When did you first start to face up to the problems? In my early 20s, I was planning to drive to my parent’s house, but I felt too tired, so I rang my dad, who’s a psychiatrist, and told him that I wouldn’t be coming back that day and he said “Why?”, and I told him that I don’t like driving at dusk, as I struggle to concentrate. He thought this was unusual and was worried that it might be depression, so I was put on a course of Prozac for a month. It didn’t make much difference: I was still feeling tired and sleeping at odd times during the day, but I did start to do the washing up!
What happened next? This is when I was sent to Papworth Hospital in Cambridge and I had a lot of sensors stuck to my head, so that they could monitor me as I slept. They woke me up at a specific time in the morning, gave me a meal and then during the day they would ask me to sleep, giving me 20 minutes. By the third or fourth time I was, like, bring it on, and was able to nod off on request.
Like a sleep DJ? [Laughs] Yes, I suppose.
What was the upshot? Looking at the graphs it was clear I had fallen straight into R.E.M. sleep [one of the deepest varieties]. They took some blood samples and a few weeks later I had to go to Addenbrooke’s Hospital’s sleep department and they told me that my genetics suggested a 90% probability of narcolepsy.

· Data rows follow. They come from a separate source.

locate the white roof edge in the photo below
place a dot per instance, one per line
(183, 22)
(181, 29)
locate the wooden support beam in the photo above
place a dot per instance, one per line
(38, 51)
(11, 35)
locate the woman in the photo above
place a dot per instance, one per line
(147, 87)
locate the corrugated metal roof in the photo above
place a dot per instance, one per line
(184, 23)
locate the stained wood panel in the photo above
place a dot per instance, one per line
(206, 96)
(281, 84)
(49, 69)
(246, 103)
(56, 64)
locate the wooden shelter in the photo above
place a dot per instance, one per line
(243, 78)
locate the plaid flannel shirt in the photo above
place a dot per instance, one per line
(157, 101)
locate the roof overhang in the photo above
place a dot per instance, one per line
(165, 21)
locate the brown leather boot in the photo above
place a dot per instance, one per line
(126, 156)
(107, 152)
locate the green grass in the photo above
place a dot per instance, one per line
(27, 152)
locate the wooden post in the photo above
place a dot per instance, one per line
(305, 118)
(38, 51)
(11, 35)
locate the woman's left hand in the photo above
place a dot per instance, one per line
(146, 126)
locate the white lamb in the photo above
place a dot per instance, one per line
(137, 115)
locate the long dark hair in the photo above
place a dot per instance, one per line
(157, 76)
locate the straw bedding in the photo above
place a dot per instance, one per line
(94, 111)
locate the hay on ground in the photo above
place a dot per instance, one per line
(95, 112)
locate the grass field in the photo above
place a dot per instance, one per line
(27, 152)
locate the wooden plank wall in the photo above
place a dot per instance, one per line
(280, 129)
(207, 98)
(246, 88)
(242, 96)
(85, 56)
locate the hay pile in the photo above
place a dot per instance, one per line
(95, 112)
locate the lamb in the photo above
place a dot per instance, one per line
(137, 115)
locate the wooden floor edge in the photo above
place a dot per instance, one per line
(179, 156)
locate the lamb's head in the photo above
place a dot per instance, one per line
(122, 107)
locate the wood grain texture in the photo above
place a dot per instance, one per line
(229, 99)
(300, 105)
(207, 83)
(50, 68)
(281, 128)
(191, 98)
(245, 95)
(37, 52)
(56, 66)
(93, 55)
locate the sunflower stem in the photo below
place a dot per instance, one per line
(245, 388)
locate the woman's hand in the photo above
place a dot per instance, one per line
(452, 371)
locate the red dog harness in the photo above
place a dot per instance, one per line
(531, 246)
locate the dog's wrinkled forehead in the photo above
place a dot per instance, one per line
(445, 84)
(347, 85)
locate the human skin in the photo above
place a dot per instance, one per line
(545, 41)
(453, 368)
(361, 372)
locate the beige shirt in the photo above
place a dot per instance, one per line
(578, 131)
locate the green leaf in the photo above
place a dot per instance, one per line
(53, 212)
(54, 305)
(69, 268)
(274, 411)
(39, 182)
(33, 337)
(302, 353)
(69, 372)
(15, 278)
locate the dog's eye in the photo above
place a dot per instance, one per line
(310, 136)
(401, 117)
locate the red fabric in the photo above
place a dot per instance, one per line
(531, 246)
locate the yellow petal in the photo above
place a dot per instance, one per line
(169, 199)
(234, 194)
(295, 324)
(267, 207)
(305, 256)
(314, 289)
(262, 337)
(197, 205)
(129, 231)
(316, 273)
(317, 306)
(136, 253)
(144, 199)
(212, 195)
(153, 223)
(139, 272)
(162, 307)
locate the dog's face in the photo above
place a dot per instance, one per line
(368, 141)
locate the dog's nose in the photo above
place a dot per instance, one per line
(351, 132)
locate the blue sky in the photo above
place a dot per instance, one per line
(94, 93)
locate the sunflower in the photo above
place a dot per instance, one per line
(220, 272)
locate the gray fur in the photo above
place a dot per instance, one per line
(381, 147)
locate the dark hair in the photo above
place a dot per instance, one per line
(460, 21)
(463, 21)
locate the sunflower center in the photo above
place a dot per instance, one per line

Was it a relief? It certainly explained a lot. I was a bit worried. Driving had always been an important form of freedom for me and I was concerned that I wouldn’t be able to continue. Luckily, with my medication, I’ve been allowed to drive and I’ve never had a crash. I’m so hyper-aware of my tiredness that I never get in the driver’s seat if I’m remotely fatigued. In that respect I’m probably safer than most people.
What medication were you put on? I began on 200mg-a-day of Provigil (modafinil) by Cephalon, which acts like an amphetamine. If I’m on a low the medication doesn’t give me a high, it makes me awake and normal. I don’t really get a buzz from anything; I can drink Red Bull continuously.
Was the initial course successful? I felt that it was working for the first part of the day, but by the afternoon I was getting tired again. They then upped my medication to 400mg-a-day. It was recommended that I take it in the morning but, although I found it more intense, I still wasn’t getting through the day. After a few months I went back and told them that I found it most effective if I took half in the morning and the other half in the early afternoon. That is how I still take it; it’s more level and I feel awake throughout the day. Interestingly, I have noticed that the advice on the medicine has changed and is more in line with how I take it. That’s reassuring because clearly other people have had the same experience as me.
Overall, what impact has Provigil had on your life? The medication has shown me what it’s like, for the first time, to be properly awake. It allows me to experience what other people feel like during the day. It’s had a dramatic effect on me. To be able to concentrate, be awake, be normal, has transformed my life.
When directing live news have you ever been gripped by the urge to sleep? In a life or death situation the body and adrenaline react in such a way that the need for sleep is delayed. For instance a narcoleptic driving a car could quite easily fall asleep at the wheel, but a narcoleptic who is about to be crushed by a falling building will probably remain awake. After a live programme, however, I do feel immensely tired, but happy to have got through.
What does the future hold? The advances in the last ten years of medicine, treating narcolepsy, have been incredible and I expect the next decade will produce more ground-breaking treatments.
Thanks, Rostam, that was a real eye-opener.
Rostam Kilgour directs BBC London News, providing polite instructions to the likes of Riz Lateef and Alice Bhandhukravi.